There were tears, singing, and a cricket ball in the Hastings District Council chamber.

It was an unusual combination, but the meeting in which the council voted to appoint four members of the Māori Joint Committee to the council's four standing committees was no ordinary meeting.

The debate became divisive, with four councillors arguing the decision should be taken to a public poll.

Mayor Sandra Hazlehurst , who supported the appointments, challenged the council to be courageous and vote for tangata whenua representation.


Her voice cracked as she started her speech, saying, through tears, that she was proud to speak against the motion suggesting the decision should go to a public poll.

"I have loved my journey with the Māori Joint Committee for six years."

"This is how we can have a council which we've agreed to be more inclusive, a council which hears the voice of our iwi partners, Te Ao Māori perspective, for us to learn from."

Councillor Simon Nixon moved the motion to take the decision to the public.

"What we are talking about here is democracy, the principal of one man, or one person, one vote, and it my opinion this does not meet that criteria.

He said it was an attempt by a small group to muscle in, or gatecrash.

Hazlehurst disagreed with his comments, saying that he needed to come and sit in the Māori Joint Committee and understand what actually goes on.

Mayor Sandra Hazlehurst during a rendition of Tutira Mai Nga Iwi. Photo / Laura Wiltshire
Mayor Sandra Hazlehurst during a rendition of Tutira Mai Nga Iwi. Photo / Laura Wiltshire

Councillor Kevin Watkins , who also wanted to see it go to a public vote, said what council was doing was comparable to the infamous underarm bowling incident of 1981. Watkins made his point, using a cricket ball as a prop.


He said while it was legal to bowl underarm, it was perceived negatively by the public, saying the decision by council to appoint Māori representatives to the standing committees was legal, doing so without asking the public first would be perceived badly.

Councillor Jacoby Poulain disagreed, saying it would always be defeated in the community because only 20 per cent of the population is Māori.

"For that reasons, some courageous decision making must, at times, take place."

The public chambers were full of people who supported the decision, and once it was made, councillors and the public stood up and sang.

There were, however, those who disagreed with the decision, councillors received over 100 emails from those who disagreed.

Councillor Geraldine Travers described the emails as a "relentless campaign clogging up our inboxes".

She said they came from all around the country, not just the Hastings Community.

Henare O'Keefe speaking during the debate.

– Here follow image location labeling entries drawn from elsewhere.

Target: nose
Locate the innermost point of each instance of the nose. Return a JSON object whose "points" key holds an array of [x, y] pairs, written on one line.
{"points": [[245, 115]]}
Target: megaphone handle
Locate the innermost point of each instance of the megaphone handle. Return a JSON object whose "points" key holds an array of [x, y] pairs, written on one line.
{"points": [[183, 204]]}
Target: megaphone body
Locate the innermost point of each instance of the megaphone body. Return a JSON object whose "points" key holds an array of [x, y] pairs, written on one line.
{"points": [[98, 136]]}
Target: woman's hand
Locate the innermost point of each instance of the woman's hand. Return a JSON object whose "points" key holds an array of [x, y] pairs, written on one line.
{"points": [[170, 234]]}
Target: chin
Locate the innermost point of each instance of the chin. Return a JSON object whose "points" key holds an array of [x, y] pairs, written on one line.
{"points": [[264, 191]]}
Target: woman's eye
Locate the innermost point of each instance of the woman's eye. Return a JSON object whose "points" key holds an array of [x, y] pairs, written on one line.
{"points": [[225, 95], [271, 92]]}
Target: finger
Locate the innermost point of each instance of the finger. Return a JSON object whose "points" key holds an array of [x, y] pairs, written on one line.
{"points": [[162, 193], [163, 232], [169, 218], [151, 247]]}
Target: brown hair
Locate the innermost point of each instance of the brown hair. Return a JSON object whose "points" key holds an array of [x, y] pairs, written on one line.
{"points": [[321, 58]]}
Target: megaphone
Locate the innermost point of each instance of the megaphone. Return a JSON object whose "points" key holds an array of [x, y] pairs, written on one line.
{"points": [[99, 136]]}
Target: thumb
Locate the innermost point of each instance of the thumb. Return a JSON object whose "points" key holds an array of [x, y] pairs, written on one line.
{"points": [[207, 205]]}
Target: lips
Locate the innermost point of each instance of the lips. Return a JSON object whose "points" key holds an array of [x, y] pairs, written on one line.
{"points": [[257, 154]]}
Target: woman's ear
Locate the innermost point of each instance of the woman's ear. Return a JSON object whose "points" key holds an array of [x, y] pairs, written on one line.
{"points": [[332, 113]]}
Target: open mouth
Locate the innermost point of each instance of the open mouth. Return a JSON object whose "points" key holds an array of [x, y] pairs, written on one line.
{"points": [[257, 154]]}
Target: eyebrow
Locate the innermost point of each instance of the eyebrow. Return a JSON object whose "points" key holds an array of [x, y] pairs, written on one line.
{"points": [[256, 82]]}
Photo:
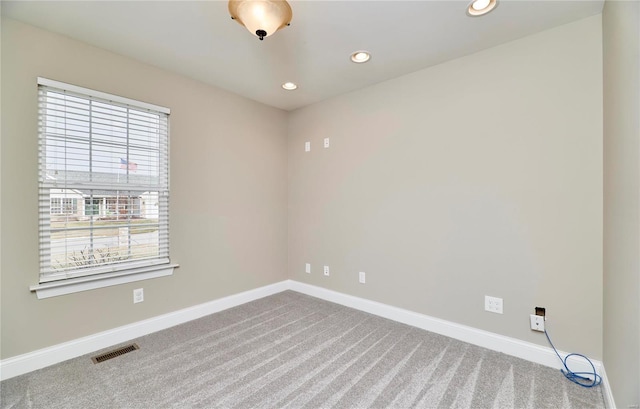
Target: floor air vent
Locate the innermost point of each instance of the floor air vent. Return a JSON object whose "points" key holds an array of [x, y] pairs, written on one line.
{"points": [[115, 353]]}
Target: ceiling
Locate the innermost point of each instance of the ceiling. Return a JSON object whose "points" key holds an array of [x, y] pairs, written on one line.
{"points": [[198, 39]]}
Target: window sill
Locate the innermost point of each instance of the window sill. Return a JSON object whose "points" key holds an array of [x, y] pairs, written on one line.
{"points": [[75, 285]]}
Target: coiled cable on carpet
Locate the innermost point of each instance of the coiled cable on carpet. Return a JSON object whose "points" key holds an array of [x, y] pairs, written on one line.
{"points": [[584, 379]]}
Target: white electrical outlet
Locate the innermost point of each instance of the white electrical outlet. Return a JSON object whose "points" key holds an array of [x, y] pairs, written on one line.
{"points": [[138, 295], [493, 304], [537, 322]]}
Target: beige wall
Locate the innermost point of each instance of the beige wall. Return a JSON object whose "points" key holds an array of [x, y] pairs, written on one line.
{"points": [[621, 30], [228, 191], [482, 175]]}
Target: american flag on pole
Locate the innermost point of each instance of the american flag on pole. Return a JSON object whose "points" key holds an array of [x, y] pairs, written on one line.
{"points": [[127, 164]]}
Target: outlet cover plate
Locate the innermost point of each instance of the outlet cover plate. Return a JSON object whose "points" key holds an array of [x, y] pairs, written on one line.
{"points": [[493, 304], [537, 322]]}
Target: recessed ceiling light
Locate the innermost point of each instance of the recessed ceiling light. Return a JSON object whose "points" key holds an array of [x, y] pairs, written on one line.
{"points": [[360, 56], [289, 86], [481, 7]]}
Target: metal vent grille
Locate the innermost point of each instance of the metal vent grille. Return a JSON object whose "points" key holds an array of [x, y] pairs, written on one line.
{"points": [[115, 353]]}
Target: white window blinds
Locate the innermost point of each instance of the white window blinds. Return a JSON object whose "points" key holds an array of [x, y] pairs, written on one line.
{"points": [[104, 182]]}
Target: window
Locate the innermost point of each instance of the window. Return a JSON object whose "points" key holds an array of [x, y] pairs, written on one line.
{"points": [[64, 206], [110, 153], [92, 207]]}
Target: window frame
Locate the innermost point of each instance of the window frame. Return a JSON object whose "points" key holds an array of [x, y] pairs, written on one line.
{"points": [[110, 274]]}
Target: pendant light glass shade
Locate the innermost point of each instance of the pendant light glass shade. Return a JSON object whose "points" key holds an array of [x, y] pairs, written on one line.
{"points": [[261, 17]]}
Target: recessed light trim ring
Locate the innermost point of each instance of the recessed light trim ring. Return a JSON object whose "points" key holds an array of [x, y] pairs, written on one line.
{"points": [[360, 56], [479, 8]]}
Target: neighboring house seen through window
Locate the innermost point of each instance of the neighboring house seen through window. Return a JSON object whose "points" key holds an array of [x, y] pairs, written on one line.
{"points": [[104, 184]]}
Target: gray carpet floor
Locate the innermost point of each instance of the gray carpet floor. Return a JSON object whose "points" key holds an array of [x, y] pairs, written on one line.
{"points": [[290, 350]]}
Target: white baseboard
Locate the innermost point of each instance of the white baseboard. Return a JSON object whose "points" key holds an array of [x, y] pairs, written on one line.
{"points": [[609, 402], [41, 358], [31, 361], [510, 346]]}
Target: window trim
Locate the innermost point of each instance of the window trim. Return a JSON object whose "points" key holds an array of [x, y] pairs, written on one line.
{"points": [[92, 282], [46, 289]]}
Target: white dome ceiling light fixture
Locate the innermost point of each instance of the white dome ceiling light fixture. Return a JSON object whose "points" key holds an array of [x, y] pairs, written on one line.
{"points": [[261, 17], [481, 7], [360, 57], [289, 86]]}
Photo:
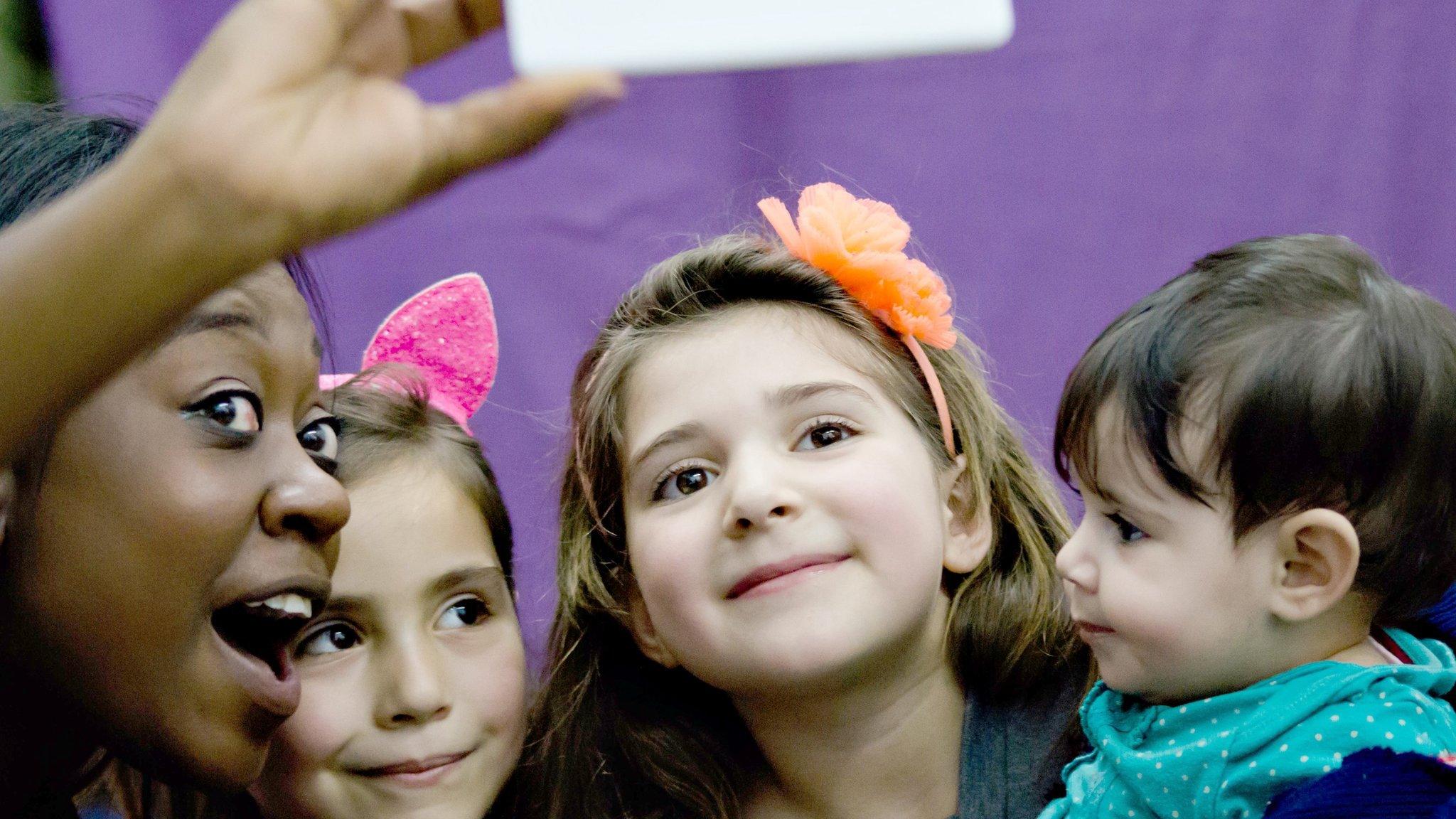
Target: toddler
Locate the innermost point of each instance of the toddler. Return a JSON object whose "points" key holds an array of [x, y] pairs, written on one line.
{"points": [[1267, 456]]}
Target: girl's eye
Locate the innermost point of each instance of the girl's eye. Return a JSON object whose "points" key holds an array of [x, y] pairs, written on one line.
{"points": [[1126, 531], [465, 612], [825, 434], [233, 410], [322, 437], [683, 483], [329, 638]]}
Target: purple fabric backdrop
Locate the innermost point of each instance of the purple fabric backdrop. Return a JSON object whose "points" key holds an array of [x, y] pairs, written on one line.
{"points": [[1051, 183]]}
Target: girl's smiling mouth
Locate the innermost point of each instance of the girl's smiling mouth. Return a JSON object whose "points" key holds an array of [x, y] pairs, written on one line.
{"points": [[417, 773], [771, 577]]}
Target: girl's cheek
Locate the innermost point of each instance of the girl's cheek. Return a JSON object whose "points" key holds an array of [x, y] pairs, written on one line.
{"points": [[326, 717]]}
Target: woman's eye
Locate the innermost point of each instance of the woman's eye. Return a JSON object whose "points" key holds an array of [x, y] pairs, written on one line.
{"points": [[328, 638], [1126, 531], [825, 434], [322, 437], [464, 612], [683, 483], [233, 410]]}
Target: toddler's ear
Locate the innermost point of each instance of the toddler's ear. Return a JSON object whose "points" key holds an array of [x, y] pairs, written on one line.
{"points": [[646, 634], [1318, 554], [968, 535], [6, 499]]}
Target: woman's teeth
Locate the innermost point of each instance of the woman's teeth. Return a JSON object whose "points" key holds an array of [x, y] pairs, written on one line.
{"points": [[287, 604]]}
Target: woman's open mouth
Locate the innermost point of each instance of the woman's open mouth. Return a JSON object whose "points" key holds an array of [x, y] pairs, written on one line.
{"points": [[257, 637]]}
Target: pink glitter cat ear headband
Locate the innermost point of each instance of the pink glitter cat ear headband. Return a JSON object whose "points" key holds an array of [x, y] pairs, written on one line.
{"points": [[861, 245], [447, 333]]}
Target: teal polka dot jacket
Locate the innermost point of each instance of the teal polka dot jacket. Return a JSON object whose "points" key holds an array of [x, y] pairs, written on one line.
{"points": [[1226, 756]]}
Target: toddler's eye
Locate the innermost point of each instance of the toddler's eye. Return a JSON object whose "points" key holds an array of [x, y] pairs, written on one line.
{"points": [[328, 638], [683, 483], [322, 437], [464, 612], [233, 410], [1126, 531], [825, 434]]}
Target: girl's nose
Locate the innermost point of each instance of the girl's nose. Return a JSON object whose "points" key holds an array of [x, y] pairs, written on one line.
{"points": [[414, 688], [759, 494]]}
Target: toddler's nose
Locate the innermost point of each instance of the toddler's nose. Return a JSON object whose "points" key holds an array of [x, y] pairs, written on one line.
{"points": [[1075, 564]]}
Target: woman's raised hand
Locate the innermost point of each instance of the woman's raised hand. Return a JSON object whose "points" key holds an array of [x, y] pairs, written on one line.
{"points": [[291, 123]]}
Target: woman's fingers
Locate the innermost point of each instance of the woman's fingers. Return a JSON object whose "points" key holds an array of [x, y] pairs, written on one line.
{"points": [[503, 122], [440, 26]]}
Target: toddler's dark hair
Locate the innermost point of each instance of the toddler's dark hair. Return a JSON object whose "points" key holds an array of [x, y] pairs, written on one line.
{"points": [[1322, 382]]}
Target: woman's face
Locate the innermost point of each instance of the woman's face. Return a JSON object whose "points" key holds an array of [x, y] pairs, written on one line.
{"points": [[414, 680], [179, 537]]}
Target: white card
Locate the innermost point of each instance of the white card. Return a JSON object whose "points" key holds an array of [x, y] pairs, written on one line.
{"points": [[658, 37]]}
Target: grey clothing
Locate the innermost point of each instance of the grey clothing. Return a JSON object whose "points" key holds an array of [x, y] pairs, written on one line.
{"points": [[1012, 752]]}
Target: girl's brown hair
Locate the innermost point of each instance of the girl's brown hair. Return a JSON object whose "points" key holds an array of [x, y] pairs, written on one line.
{"points": [[386, 417], [616, 735]]}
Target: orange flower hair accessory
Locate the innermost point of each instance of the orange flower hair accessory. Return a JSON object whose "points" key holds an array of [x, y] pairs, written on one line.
{"points": [[861, 245]]}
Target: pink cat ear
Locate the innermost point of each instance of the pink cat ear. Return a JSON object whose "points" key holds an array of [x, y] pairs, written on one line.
{"points": [[449, 333]]}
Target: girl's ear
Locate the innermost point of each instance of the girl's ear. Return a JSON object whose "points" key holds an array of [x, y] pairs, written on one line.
{"points": [[646, 634], [968, 537], [1318, 552]]}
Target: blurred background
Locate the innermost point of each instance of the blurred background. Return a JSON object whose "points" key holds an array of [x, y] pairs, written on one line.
{"points": [[1051, 181]]}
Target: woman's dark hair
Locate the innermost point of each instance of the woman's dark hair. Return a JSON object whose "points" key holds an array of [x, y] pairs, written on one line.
{"points": [[46, 152], [1325, 384]]}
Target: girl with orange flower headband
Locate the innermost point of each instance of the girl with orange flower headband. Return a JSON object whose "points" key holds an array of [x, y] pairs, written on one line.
{"points": [[807, 564]]}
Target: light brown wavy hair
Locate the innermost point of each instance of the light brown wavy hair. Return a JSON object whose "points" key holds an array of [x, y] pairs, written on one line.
{"points": [[616, 735]]}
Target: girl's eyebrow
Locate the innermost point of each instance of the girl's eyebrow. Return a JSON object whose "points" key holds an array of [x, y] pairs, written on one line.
{"points": [[676, 434], [800, 392], [482, 576]]}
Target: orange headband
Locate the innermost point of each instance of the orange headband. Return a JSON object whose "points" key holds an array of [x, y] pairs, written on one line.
{"points": [[861, 245]]}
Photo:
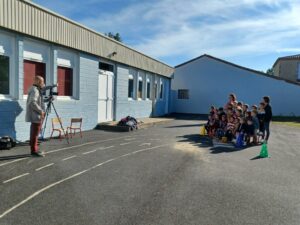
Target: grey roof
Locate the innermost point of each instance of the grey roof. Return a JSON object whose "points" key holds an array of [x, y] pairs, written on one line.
{"points": [[238, 66]]}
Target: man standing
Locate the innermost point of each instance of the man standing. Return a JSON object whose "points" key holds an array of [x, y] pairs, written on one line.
{"points": [[35, 112], [267, 117]]}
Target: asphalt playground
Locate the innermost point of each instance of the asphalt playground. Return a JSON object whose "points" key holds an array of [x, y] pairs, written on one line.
{"points": [[161, 175]]}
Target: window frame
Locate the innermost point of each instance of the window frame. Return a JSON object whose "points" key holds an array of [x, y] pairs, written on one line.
{"points": [[66, 97], [298, 72], [130, 77], [8, 49], [6, 96], [140, 81], [161, 90], [148, 81], [179, 91]]}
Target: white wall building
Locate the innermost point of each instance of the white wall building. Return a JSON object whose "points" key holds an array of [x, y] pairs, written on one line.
{"points": [[206, 80]]}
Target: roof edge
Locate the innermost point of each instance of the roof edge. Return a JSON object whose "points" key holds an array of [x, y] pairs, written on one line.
{"points": [[91, 30], [240, 67]]}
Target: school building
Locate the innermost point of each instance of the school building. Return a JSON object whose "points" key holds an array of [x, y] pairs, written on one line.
{"points": [[99, 79], [207, 80]]}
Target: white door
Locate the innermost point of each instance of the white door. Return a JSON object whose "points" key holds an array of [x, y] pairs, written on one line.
{"points": [[105, 96]]}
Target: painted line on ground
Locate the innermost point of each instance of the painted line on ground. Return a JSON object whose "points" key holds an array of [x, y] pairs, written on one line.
{"points": [[14, 178], [71, 157], [43, 167], [66, 148], [35, 194], [17, 160], [85, 153], [127, 143], [88, 143], [129, 139], [148, 144]]}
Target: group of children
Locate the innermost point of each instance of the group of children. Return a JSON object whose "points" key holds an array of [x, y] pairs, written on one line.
{"points": [[237, 120]]}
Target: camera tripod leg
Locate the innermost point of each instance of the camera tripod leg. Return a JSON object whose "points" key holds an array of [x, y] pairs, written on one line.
{"points": [[66, 134]]}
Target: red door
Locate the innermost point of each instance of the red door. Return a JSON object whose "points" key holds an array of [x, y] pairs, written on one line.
{"points": [[65, 81], [32, 69]]}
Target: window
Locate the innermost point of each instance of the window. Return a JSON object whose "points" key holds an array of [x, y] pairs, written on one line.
{"points": [[32, 69], [4, 75], [161, 94], [65, 81], [155, 90], [148, 96], [106, 67], [130, 87], [298, 71], [140, 88], [183, 94]]}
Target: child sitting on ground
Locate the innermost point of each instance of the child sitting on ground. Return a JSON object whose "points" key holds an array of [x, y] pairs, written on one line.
{"points": [[256, 125], [249, 131], [222, 127], [229, 133]]}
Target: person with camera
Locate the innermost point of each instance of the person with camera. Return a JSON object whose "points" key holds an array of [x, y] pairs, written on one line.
{"points": [[35, 112]]}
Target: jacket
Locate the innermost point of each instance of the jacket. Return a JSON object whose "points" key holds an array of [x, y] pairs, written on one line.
{"points": [[35, 105], [268, 113]]}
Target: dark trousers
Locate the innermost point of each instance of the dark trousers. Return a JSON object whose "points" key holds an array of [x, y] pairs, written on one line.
{"points": [[267, 130], [34, 133]]}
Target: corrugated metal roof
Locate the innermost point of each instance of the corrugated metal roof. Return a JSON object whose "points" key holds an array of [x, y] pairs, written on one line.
{"points": [[36, 21], [289, 57], [238, 66]]}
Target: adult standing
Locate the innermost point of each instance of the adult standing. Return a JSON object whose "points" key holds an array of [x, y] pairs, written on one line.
{"points": [[35, 113], [231, 101], [267, 117]]}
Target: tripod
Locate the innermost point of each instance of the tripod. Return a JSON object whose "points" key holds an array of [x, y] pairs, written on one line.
{"points": [[48, 110]]}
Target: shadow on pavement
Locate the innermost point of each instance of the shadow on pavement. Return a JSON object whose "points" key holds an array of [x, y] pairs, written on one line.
{"points": [[188, 125], [3, 158]]}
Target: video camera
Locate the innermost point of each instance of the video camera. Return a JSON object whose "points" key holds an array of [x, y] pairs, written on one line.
{"points": [[51, 92]]}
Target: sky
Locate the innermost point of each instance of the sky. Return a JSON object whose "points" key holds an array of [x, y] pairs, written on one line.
{"points": [[251, 33]]}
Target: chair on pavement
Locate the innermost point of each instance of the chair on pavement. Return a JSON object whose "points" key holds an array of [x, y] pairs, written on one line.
{"points": [[75, 126], [56, 122]]}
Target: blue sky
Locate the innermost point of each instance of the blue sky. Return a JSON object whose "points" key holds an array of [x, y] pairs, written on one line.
{"points": [[251, 33]]}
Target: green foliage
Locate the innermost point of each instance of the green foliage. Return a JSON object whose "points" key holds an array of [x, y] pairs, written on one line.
{"points": [[270, 71]]}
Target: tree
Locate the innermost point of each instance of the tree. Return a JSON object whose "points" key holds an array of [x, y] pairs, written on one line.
{"points": [[270, 71], [116, 36]]}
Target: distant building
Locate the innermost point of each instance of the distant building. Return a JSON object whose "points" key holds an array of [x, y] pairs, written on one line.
{"points": [[207, 80], [288, 67], [99, 78]]}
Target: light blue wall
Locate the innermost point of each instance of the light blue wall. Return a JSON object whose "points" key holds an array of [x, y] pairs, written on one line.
{"points": [[210, 82], [137, 108], [12, 110]]}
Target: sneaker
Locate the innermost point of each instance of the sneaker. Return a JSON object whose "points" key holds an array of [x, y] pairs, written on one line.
{"points": [[37, 154]]}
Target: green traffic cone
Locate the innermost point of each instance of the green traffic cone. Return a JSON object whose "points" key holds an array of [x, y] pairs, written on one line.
{"points": [[264, 151]]}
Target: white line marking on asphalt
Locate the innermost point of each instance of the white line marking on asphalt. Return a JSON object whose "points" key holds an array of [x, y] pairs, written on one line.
{"points": [[71, 157], [17, 160], [85, 153], [14, 178], [70, 177], [39, 192], [129, 139], [66, 148], [43, 167], [127, 143], [148, 144], [104, 148], [88, 143]]}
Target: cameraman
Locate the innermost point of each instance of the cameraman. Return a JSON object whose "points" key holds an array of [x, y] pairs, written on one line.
{"points": [[35, 112]]}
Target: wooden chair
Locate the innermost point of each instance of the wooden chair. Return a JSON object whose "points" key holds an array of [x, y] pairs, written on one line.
{"points": [[56, 127], [75, 126]]}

Photo / Laura Wiltshire
Henare O'Keefe speaking during the debate. Photo / Laura Wiltshire

The four Māori representatives will have full voting rights on their respective committees.

CEO Nigel Bickle , said legally, while only elected representatives can vote at full council level, councillors are able to appoint members to committees if they are deemed to have appropriate skills.

The Māori Joint Committee's role is to help deliver effective governance, engagement and service delivery for council's Māori communities.

The four standing committees provide oversight and develop policy. Decisions made by the committees are then re-debated by full council.

Those who voted for the motion were Hazlehurst, Poulain, Henare O'Keefe, Damon Harvey, Wendy Schollum, Ann Redstone, Bayden Barber, Eileen Lawson, George Lyons and Tania Kerr.

Councillor Nixon, Watkins, Malcolm Dixon and Rod Heaps voted against the motion.

Travers supported motion but had to leave before the vote.

The four members who will be appoint to standing committees are Evelyn Ratima,
Ngaio Tiuka, Tracee Te Huia and Te Rangihau Gilbert.